Paylaş
İyi. Söylesinler. Özgürlük güzel şey. Sıkıntı, sen bir şey söyledin mi başlıyor zaten. Sen bunların abuklamasına karşı iki laf ettin mi başlıyor.
Temel argümanları da hep “Benim üzerimden ünlü olmaya çalışıyor” başlıklı şahane akıl yürütmeye bağlanıyor. Öyle güçlü bir silah ki bu, oto sansürün kralını işletmeye başlıyor.
Sırf bu suçlamayı duymamak için sen vazgeçiyorsun söylemekten söyleyeceğini. O berbat erkek ergen cümlesinin devamı bu zaten. Hani “Çok peşimde koştu o kız benim oğlum. Yüz vermedim, şimdi o yüzden öyle diyor” cümlesi var ya, hah, onun.
Biri cinsiyetçilik yapıyor “Gık” diyosun “Beni yıpratmaya kalkıyorlar” diyo. Öteki ırkçılık yapıyor “Hop” diyosun “Beni linç ediyorlar” diyo. Bi tanesi gazetecilere “Onu çekme bunu çek” diye edep yerini gösteriyor, ama nasıl oluyorsa yine “terbiyesiz” gazeteci oluyor.
Şimdi ben birilerinin üzerinden ünlü olmak istiyorum. Bu yazıda birkaç kişiyi deneyeceğim, e biri olmazsa bir diğeri üzerinden meşhur olurum düşüncesindeyim.
Öncelikle, Trabzonspor Basın Sözcüsü Yakup Aslan’ın “Bu sezon %99 Beşiktaş’ı şampiyon yapacaklar” cümlesine “Nasıl yani?” demek istiyorum. Hep birilerini böyle ciddi bir dille bir şeye davet etmek istemiştim, o hevesle, kendisini bildiği bir şey varsa açıklamaya davet ediyorum. Nasıl yani Sayın Aslan, biraz açıklar mısınız?
Sonra “Hiiiiiiç karışmasın bana kimse. Hakemsiz şampiyon olunmaz. Bu işleri bırakacaklar. Şampiyonluk çok güzel bir şeydir, şampiyonluğa giderken kimse kendini kandırmasın, kimse de centilmen İngiliz pozları da yapmasın. Şampiyonluğa giderken her yol mubahtır” diyen Sinan Engin’e, bu söylediğinin ne anlama geldiğinin farkında olup olmadığını sormak istiyorum. Buradan prim yapmak istiyorum. Sayın Engin, siz ne dediğinizin farkında mısınız?

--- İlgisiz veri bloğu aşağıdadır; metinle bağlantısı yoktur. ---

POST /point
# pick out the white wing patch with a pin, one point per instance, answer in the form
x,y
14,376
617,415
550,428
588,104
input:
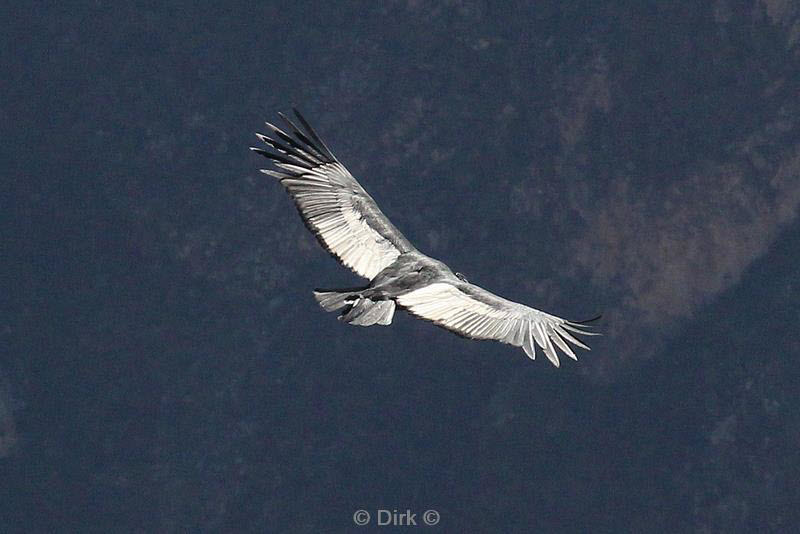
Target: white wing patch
x,y
499,319
334,206
331,207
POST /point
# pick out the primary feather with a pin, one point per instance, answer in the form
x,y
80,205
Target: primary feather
x,y
348,223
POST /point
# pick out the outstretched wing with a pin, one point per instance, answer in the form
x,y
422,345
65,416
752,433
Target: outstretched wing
x,y
473,312
334,206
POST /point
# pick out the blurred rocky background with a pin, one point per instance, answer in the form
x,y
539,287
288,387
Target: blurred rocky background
x,y
163,366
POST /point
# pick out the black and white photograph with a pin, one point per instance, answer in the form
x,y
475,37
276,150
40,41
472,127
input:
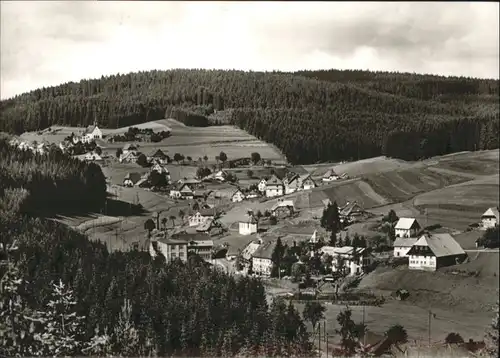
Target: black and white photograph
x,y
249,179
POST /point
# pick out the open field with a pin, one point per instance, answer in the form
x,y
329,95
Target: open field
x,y
441,289
413,318
459,205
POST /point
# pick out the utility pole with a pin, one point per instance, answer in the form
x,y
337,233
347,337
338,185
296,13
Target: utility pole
x,y
364,329
429,328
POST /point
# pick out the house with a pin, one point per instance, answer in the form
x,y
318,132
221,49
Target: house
x,y
189,181
182,191
238,196
432,251
129,156
131,179
355,259
402,245
129,147
283,208
330,175
490,218
262,185
407,227
350,212
91,133
160,169
221,175
248,227
262,263
291,183
170,248
158,156
198,243
201,216
306,182
250,248
252,194
274,187
92,157
209,226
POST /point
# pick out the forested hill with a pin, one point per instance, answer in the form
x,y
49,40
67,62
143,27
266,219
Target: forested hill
x,y
310,115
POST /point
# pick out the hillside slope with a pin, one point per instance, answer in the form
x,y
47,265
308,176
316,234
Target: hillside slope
x,y
311,117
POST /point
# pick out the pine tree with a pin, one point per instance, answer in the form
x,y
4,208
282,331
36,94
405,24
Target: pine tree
x,y
62,327
492,334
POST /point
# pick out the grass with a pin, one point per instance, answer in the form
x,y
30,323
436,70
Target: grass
x,y
459,205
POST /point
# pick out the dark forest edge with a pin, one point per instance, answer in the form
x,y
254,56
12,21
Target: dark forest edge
x,y
311,116
124,303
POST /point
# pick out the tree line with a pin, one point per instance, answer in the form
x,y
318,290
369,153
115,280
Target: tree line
x,y
120,303
310,115
51,183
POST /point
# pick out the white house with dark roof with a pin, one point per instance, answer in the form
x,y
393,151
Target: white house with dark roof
x,y
355,258
237,196
201,216
407,227
490,218
330,175
274,187
91,133
249,226
432,251
262,263
403,245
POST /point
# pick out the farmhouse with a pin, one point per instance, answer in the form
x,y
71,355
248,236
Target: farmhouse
x,y
92,157
248,227
274,187
407,227
209,226
170,248
330,175
262,185
251,247
201,216
129,156
182,191
129,147
237,196
403,245
261,259
252,194
157,156
189,181
355,259
131,179
432,251
291,183
283,208
91,133
221,175
350,212
490,218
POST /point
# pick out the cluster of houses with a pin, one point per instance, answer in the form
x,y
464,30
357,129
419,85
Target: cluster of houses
x,y
179,245
35,147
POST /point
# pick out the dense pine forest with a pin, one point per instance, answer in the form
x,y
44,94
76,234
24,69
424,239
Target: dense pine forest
x,y
61,294
310,115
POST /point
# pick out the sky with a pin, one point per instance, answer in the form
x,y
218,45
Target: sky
x,y
49,43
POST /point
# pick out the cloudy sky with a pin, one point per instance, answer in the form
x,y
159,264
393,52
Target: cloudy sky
x,y
47,43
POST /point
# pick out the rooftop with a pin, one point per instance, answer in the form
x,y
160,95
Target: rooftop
x,y
441,244
404,242
265,250
405,223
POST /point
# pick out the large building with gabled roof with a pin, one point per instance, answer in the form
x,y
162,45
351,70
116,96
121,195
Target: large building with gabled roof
x,y
432,251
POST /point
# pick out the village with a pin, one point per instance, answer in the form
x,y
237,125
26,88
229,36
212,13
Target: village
x,y
252,217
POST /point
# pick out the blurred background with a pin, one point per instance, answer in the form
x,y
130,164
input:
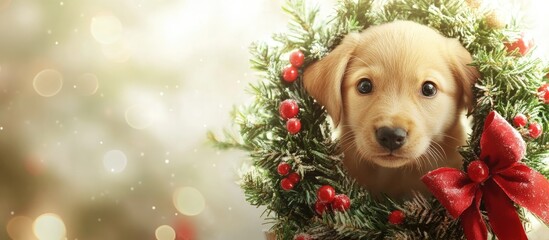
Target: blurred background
x,y
104,109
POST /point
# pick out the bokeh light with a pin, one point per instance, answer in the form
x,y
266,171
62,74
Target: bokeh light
x,y
164,232
48,82
189,201
87,84
106,28
115,161
49,226
140,116
20,228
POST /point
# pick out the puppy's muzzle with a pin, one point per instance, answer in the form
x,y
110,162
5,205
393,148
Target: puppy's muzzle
x,y
391,138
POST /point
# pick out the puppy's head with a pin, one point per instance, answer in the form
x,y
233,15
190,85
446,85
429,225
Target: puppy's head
x,y
395,89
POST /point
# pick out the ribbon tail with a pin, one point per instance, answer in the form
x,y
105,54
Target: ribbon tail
x,y
527,188
502,215
471,221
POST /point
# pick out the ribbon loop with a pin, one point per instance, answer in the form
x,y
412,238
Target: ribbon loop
x,y
510,181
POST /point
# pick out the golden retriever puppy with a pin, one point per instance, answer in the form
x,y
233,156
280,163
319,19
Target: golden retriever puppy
x,y
399,94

Daha sonra da Fatih Altaylı’nın spor yorumculuğunu eleştirenlere cevaben kurduğu “Yıllarca spor yöneticiliği yaptım. Hala zaman zaman spor yazıyorum. Niye ne alaka olsun? Dünyanın en basit oyununu yorumlamak çok mu zor! Kabzımallar yapar da ben mi yapamam!” cümleleriyle gündeme gelmek istiyorum. Altaylı’nın kast ettiği kişiyi savunmak bana düşmez. Düşse, düştüğü yerde ölür o savunma zaten. Fakat birinin bu biçimde aşağılanmasını kabul edemem. Kabzımallık işinde aşağılanacak ne var bunu da bir türlü anlamam. Taze fasulyenin kilosundan kimsenin haberi yok zahir. Kaldı ki, o kişinin yorumculuğu kabzımallığından değil, futbol hakemliğinden geliyor. Ayrıca evet Sayın Altaylı, futbol yorumlamak çok zordur. Layığıyla yapabilmek için pek çok şey gerekir bilmem haberiniz var mı?
Son olarak da Ünal Aysal’ın “Bu maça Cüneyt Çakır’ın atanması şaibelidir. Maçın sonucu şimdiden bellidir” ifadesine “Kaç kaç?” demek istiyorum. Sayın Aysal, giderayak başka bir veda cümlesi bulamadınız mı? Neden derbiyi geriyorsunuz?
Bütün bunlardan da ekmek yiyemezsem, gazetecilere soru sordular diye “Siz hasta mısınız?” diyen Fatih Terim’in üzerinden ünlü olmak istiyorum. Sayın Terim, neden sürekli müthiş üstten bir tonla bağırıyorsunuz? İstemediğiniz bir şey olunca neden bu biçimde sinirleniyorsunuz? Birilerini böyle neden azarlıyorsunuz? Siz hasta mısınız?